Ardning, Styria 1938.
He is a controversial painter, performance artist, graphic artist, experimental filmmaker and writer. He is one of the most radical figures of action and performance art. The pictorial works produced by Brus in the late fifties closely resembled abstract expressionism. In 1964, together with Otto Muehl, Hermann Nitsch and Rudolf Schwarzkogler, he was one of the leading representatives of the Viennese Actionism movement that shook up the Austrian cultural scene in the mid-sixties by bringing art into the realm of action and using the human body as the principal medium and artistic material. In these works, his body became the material and the medium for denouncing the social, political and religious taboos of western society.
Sentenced to six months in prison after his anarchist protests during a political rally at the University of Vienna, he fled to Berlin with his family and returned to Austria in 1976.
While in Germany, Brus published the magazine "Die Schastrommel (subtitled "Organ der Österreichischen Exilregierung", arm of the Austrian government in exile) with the collaboration of numerous artists.
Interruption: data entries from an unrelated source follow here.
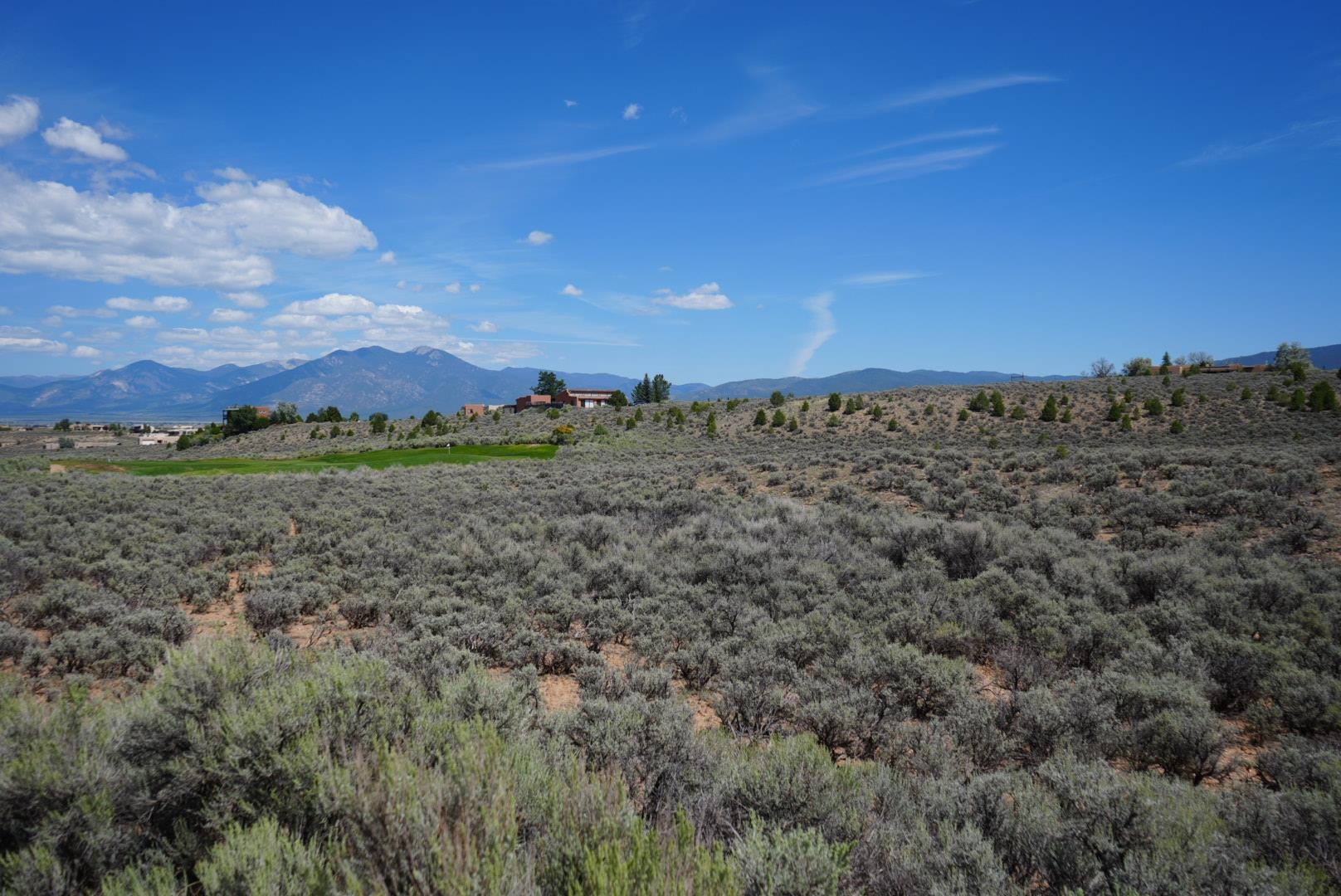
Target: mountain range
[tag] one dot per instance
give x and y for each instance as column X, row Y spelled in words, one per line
column 400, row 384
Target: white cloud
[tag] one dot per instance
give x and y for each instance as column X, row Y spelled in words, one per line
column 165, row 304
column 333, row 304
column 85, row 139
column 247, row 299
column 67, row 311
column 705, row 298
column 17, row 119
column 904, row 167
column 884, row 278
column 113, row 132
column 56, row 230
column 562, row 158
column 824, row 330
column 28, row 339
column 30, row 343
column 232, row 173
column 1325, row 132
column 955, row 89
He was also involved in the ART NO movement. From the eighties on, Brus has focused mainly on "Bild-Dichtungen" (Poem-Paintings), literature and theatrical staging.
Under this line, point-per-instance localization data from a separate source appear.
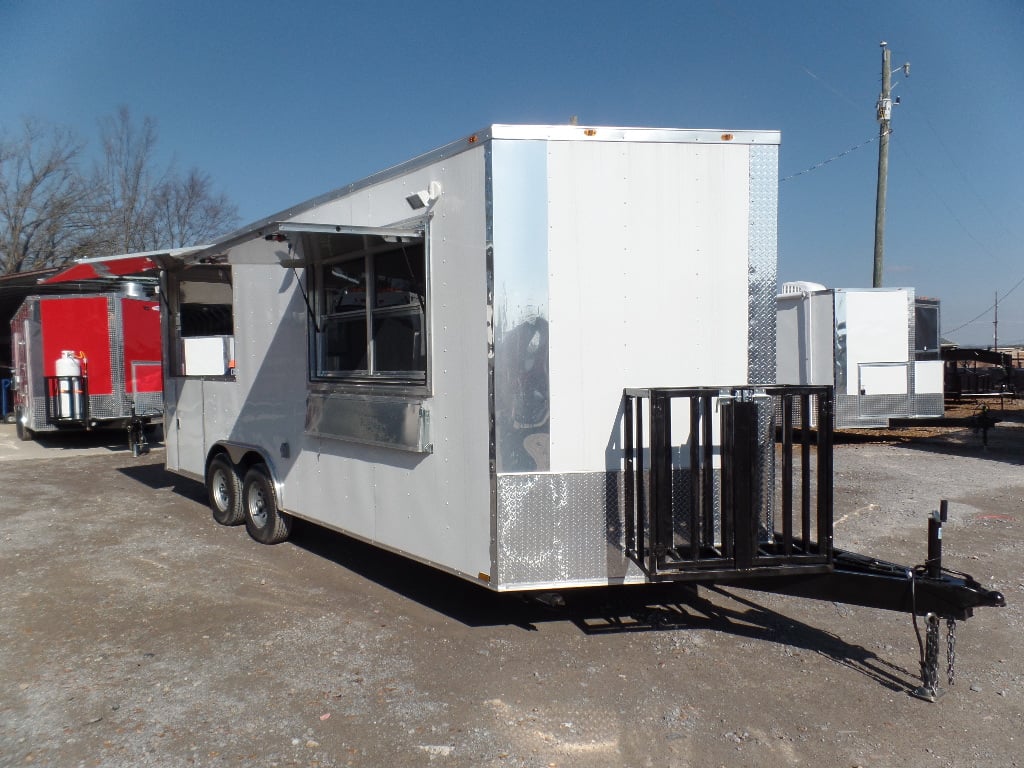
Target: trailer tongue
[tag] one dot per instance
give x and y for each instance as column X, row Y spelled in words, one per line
column 707, row 517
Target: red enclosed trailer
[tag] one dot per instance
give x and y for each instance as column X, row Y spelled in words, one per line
column 86, row 361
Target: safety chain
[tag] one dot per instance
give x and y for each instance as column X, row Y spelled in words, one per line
column 950, row 648
column 930, row 664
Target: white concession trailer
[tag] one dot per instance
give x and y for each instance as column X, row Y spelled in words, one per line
column 433, row 359
column 878, row 346
column 538, row 357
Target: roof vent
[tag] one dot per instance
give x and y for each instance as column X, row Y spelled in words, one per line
column 801, row 286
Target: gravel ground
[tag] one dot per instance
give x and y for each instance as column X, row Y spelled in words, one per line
column 138, row 633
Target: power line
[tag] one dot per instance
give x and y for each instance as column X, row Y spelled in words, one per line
column 974, row 320
column 832, row 159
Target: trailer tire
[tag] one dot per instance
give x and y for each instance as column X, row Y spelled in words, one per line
column 264, row 521
column 224, row 492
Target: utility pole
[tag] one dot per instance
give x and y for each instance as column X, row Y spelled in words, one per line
column 995, row 325
column 884, row 112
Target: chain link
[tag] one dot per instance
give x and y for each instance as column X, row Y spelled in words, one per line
column 950, row 649
column 930, row 665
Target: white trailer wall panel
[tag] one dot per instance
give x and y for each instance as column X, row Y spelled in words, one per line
column 637, row 255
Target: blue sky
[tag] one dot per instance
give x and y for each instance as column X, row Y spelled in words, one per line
column 282, row 101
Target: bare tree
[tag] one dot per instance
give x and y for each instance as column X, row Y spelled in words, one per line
column 125, row 182
column 143, row 207
column 186, row 211
column 41, row 199
column 51, row 213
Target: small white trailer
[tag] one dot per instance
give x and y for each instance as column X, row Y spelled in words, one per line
column 878, row 346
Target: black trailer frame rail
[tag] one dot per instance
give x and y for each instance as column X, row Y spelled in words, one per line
column 744, row 516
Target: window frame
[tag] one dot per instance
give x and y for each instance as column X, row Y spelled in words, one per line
column 376, row 243
column 176, row 344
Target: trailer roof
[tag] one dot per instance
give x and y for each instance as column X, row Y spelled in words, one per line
column 121, row 265
column 504, row 132
column 132, row 263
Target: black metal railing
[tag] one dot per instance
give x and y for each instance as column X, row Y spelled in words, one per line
column 745, row 494
column 67, row 399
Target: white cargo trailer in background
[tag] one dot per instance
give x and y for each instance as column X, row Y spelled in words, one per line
column 878, row 346
column 433, row 358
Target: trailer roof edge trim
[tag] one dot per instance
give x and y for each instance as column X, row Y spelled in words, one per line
column 104, row 267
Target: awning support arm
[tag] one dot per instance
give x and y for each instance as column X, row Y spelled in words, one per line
column 305, row 298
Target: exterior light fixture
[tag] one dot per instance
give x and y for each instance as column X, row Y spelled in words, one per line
column 425, row 198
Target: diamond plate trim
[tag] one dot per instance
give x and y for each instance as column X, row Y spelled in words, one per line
column 762, row 262
column 561, row 528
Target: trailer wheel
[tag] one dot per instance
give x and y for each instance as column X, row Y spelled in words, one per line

Starting in the seventies his work has taken the form of sinister and, to a certain extent, neurotic drawings. The first series, in black and white, was followed by others in colour related to literary illustration, symbolism and the aesthetics of cruelty, where the human body is always the protagonist.
Brus received the Grand Austrian State Prize in 1997. Most of his works are shocking and controversial. There is now a permanent gallery at Joanneum called the Bruseum which features the work of Brus and his Viennese colleagues.
In 2005, MACBA presented its first retrospective in Spain, with a broad overview of his career from the sixties to the present day.